Model monitoring architecture

Model monitoring architecture#

Take a deeper dive into model monitoring functionality, including its APIs, model and model monitoring endpoints, multi-port predictions, batch inputs, and more.

In this section

Overview
APIs
Model and model monitoring endpoints
Streaming platforms and credentials
Model monitoring applications
Multi-port predictions
Batch inputs
Alerts and notifications
Scale limitations
How to upgrade from v1.7.x to v1.8.0 and higher

Overview#

When you call enable_model_monitoring(), you effectively deploy these three system functions:

application controller function: handles the monitoring processing and the triggers the apps that trigger the writer. The controller is a real-time Nuclio job whose frequency is determined by base_period.
stream function: monitors the log of the data stream. It is triggered when a new log entry is detected. The monitored data is used to create real-time dashboards, detect drift, and analyze performance.
writer function: writes the results and the metrics that output from the model monitoring applications to the databases, and outputs alerts according to the user configuration.

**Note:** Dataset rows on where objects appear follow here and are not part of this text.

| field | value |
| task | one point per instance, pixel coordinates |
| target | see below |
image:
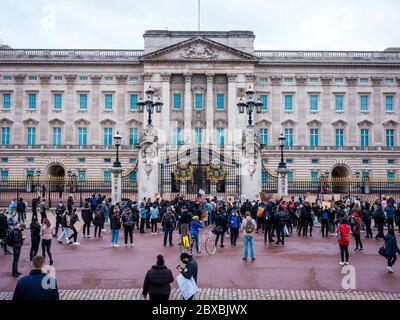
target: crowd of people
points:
(275, 219)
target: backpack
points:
(249, 228)
(168, 221)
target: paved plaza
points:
(305, 268)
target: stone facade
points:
(216, 68)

The model monitoring process flow starts with collecting operational data from a function in the model serving pod. The model monitoring stream pod forwards data to a Parquet database. MLRun supports integers, float, strings, images. The controller periodically queries the time series database (TSDB) for new prediction data and forwards it to the relevant application. Each model monitoring application is a separate nuclio real-time function. Each one listens to a stream that is filled by the monitoring controller at each base_period interval. The stream function examines the log entry, processes it into statistics which are then written to the statistics databases (parquet file, time series database and key value database). The monitoring stream function writes the Parquet files using a basic storey ParquetTarget. Additionally, there is a monitoring feature set that refers to the same target.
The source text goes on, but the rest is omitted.